Négociations assurance-chômage : l’UMIH est montée au créneau contre la sur-taxation des contrats courts

14/02/17

Lors du Comité exécutif du Medef réuni lundi 13 février, Roland HEGUY a rappelé l’opposition de l’UMIH à la réouverture des négociations sur l’assurance-chômage telles que présentées et tant que les conditions suivantes n’étaient pas prises en compte : 

  • Les négociations sur l’assurance-chômage doivent être globales et pas seulement cantonnées à la seule question  de la taxation des contrats courts pour certains secteurs ciblés.
  • Les négociations sur l’assurance-chômage doivent traiter de la question des intermittents du spectacle, des travailleurs transfrontaliers et des salariés des entreprises publiques afin de respecter l’égalité de traitement entre tous les salariés et toutes les entreprises.
  • Le calendrier doit être revu pour tenir compte du contexte politique et des échéances électorales de l’année 2017.

L’intervention de l’UMIH, soutenue par le GPS (Groupement des professions de services) a permis de faire bouger la ligne du Comité exécutif du Medef qui a adopté une position commune : il a donné son accord pour ouvrir la négociation, mais celle-ci devra être ambitieuse et globale, et l’Etat devra prendre ses responsabilités, notamment sur la question des travailleurs transfrontaliers. La sur-taxation des contrats-courts ne peut être le seul préalable à l’ouverture des négociations sur l’assurance chômage.

 

L’assurance chômage est un enjeu de solidarité nationale, à ce titre la future négociation amenant à une réforme de fond permettrait d’éviter toute discrimination entre les salariés.

 

Quel a été le rôle de l’UMIH ?

Hervé BECAM, Président de la Commission Sociale et Thierry GREGOIRE, Porte-parole de la négociation sociale , mènent un travail de fond, sans relâche et décisif. Ils sont montés au créneau pour faire bouger les lignes des instances interprofessionnelles en appelant à une réforme globale de l’assurance chômage afin de respecter le principe de solidarité nationale.

 

L’UMIH a fait valoir la réalité économique des entreprises CHRD : elles ont recours à des contrats-courts pour remédier à un accroissement ponctuel et temporaire d’activité. Surtaxer les contrats courts pénaliserait les entreprises qui créent de la richesse et de l’emploi.

 

Et après ?

En étant membre des instances interprofessionnelles, l’UMIH restera particulièrement attentive lors des discussions avec les partenaires sociaux pour respecter la position commune adoptée hier par l’ensemble des fédérations membres du Medef.

 

Communiqué de presse du Medef du 13/02/17

« Le Conseil exécutif du Medef a débattu de l'importance de l'assurance chômage et a réaffirmé son attachement à la gestion paritaire de ce système.
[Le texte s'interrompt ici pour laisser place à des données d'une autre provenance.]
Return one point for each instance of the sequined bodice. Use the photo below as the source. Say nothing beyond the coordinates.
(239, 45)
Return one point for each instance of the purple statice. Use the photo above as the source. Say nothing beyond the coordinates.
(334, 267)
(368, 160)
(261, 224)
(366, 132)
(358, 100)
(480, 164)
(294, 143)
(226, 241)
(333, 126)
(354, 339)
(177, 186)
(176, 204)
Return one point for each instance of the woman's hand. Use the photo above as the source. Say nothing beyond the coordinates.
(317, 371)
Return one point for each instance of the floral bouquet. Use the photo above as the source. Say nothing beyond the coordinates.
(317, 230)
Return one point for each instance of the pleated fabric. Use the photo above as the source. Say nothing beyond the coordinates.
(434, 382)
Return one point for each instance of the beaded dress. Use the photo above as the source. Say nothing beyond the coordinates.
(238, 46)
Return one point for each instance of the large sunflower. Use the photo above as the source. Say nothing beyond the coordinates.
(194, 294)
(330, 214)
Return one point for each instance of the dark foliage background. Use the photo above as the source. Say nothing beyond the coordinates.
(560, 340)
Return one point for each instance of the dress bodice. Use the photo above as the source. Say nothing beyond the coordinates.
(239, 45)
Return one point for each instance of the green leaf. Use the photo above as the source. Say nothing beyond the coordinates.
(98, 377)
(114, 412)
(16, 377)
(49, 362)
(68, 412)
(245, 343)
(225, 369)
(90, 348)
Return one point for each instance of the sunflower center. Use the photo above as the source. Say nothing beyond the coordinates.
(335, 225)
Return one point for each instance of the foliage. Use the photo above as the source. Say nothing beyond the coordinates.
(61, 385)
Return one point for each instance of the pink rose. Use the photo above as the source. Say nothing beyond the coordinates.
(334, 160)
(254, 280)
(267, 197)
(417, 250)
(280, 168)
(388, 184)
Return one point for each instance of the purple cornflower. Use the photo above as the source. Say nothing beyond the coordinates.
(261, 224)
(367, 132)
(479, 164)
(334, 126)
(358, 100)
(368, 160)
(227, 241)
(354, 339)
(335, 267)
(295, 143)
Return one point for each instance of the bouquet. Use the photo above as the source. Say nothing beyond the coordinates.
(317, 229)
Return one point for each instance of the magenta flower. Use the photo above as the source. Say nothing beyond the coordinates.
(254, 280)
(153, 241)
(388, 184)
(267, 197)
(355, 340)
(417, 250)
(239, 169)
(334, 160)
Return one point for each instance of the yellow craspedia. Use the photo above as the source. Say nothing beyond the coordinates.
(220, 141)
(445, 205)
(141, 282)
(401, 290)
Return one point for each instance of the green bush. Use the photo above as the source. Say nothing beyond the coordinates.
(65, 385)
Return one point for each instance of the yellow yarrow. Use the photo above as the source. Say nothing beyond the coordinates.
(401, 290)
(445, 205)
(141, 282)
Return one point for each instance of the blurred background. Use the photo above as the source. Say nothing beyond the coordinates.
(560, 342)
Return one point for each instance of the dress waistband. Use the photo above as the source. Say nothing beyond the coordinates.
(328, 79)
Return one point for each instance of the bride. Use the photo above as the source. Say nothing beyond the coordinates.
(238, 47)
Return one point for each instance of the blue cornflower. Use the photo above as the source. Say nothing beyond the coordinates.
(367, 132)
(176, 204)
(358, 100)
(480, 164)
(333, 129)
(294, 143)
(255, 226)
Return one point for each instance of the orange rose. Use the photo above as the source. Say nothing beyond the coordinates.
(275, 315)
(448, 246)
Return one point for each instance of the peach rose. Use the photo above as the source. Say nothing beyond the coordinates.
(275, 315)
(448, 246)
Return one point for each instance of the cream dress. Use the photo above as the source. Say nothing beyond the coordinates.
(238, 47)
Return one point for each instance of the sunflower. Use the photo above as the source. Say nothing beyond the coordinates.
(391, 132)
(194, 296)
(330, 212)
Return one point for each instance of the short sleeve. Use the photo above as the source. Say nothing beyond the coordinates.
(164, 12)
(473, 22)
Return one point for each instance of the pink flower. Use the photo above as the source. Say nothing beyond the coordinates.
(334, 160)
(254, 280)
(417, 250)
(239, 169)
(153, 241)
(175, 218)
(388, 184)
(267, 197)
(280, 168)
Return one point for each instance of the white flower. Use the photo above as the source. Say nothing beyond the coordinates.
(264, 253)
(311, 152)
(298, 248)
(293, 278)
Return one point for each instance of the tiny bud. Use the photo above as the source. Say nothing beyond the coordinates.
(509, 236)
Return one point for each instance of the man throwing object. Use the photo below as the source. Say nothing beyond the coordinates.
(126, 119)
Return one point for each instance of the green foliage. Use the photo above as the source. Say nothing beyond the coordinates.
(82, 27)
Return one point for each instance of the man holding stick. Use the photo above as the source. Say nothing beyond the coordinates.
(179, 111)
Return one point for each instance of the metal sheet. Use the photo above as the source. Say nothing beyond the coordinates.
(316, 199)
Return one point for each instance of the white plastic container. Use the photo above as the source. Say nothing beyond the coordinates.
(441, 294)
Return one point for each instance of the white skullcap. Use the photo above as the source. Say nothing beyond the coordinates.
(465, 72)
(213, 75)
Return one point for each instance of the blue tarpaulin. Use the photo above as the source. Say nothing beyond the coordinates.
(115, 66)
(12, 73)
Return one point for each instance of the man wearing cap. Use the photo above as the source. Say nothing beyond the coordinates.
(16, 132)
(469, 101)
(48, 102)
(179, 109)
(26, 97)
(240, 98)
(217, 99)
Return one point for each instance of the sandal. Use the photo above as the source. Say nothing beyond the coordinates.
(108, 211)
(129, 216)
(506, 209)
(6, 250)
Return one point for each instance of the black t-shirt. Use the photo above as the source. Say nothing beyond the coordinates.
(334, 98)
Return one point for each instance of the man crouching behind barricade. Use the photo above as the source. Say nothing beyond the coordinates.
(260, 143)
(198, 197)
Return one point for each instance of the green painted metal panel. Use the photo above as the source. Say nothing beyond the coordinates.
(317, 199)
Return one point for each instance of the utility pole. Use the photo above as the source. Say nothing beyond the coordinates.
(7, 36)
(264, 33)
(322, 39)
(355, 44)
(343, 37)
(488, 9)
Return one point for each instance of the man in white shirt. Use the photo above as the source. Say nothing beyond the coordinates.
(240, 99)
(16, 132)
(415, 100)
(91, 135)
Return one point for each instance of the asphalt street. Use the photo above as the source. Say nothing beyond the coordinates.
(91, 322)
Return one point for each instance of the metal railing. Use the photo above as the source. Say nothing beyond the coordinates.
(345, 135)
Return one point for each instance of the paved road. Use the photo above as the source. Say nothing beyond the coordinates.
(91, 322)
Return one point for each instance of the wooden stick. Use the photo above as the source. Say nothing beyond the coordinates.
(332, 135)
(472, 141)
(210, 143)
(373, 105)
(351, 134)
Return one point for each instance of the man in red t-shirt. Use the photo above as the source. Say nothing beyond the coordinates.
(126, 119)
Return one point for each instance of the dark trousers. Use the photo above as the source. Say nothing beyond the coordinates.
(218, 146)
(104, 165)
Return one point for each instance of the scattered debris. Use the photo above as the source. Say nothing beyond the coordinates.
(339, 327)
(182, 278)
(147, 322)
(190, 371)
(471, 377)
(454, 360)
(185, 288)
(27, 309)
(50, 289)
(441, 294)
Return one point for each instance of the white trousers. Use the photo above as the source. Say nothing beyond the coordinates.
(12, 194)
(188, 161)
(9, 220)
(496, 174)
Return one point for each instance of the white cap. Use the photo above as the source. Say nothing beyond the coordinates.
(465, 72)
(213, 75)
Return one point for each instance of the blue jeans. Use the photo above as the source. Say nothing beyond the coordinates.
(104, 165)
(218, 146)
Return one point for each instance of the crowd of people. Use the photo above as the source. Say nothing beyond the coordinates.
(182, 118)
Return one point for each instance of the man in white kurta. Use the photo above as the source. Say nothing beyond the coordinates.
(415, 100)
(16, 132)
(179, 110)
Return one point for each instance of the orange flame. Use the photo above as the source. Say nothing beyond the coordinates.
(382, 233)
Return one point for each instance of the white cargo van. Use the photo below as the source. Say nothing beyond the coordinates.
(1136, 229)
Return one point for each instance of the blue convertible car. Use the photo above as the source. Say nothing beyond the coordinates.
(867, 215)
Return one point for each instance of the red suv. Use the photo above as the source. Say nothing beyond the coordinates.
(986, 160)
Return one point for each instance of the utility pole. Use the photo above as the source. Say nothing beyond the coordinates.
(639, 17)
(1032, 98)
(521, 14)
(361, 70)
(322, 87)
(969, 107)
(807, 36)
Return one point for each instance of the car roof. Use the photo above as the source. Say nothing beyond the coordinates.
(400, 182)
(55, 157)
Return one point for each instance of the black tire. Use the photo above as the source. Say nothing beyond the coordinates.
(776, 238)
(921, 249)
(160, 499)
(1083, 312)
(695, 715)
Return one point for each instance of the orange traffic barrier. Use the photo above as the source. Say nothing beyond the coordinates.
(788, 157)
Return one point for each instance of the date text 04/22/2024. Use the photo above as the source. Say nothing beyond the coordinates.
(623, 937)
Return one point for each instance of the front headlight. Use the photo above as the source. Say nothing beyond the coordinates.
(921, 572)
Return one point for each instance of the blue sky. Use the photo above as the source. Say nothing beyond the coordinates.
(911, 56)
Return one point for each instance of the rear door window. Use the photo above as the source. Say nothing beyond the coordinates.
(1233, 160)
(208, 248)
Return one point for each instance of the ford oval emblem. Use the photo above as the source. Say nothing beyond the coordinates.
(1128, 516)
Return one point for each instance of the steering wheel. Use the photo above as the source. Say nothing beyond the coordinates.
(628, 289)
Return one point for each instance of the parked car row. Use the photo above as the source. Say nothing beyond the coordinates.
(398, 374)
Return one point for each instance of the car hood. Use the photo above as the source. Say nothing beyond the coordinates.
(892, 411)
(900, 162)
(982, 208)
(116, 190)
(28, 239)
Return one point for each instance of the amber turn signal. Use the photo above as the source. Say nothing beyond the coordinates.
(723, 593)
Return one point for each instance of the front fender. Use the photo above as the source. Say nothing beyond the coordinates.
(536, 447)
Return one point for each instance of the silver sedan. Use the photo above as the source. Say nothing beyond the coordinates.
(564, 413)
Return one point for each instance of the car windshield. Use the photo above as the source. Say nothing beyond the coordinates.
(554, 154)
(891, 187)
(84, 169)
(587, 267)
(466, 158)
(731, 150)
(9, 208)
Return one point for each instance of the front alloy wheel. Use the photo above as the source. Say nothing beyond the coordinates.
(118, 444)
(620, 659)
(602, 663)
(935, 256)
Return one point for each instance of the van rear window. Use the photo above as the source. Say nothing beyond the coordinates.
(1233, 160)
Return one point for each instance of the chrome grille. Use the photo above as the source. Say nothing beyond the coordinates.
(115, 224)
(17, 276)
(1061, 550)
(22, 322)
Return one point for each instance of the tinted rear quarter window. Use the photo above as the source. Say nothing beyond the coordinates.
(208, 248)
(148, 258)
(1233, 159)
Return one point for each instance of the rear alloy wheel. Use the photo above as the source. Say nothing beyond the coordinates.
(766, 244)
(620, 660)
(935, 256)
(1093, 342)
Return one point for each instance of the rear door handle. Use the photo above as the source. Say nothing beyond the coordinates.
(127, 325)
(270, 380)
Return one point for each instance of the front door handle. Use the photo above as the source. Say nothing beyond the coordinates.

Il a donné mandat à Alexandre Saubot pour ouvrir une négociation avec les organisations syndicales afin de proposer une réforme ambitieuse, pérenne et qui permette de résoudre le déficit structurel de l'assurance chômage. Cela signifiera notamment que l'Etat devra prendre ses responsabilités (frontaliers, financement de Pôle emploi, etc.) et assumer les coûts issus de ces choix politiques. Le Medef espère que le gouvernement sera au rendez-vous.

Par ailleurs le Conseil exécutif a rappelé l'impérieuse nécessité de ne pas alourdir le coût du travail et a insisté sur le besoin de flexibilité de notre économie. Il souhaite que ces aspects soient abordés avec les partenaires sociaux lors de leurs prochaines discussions. »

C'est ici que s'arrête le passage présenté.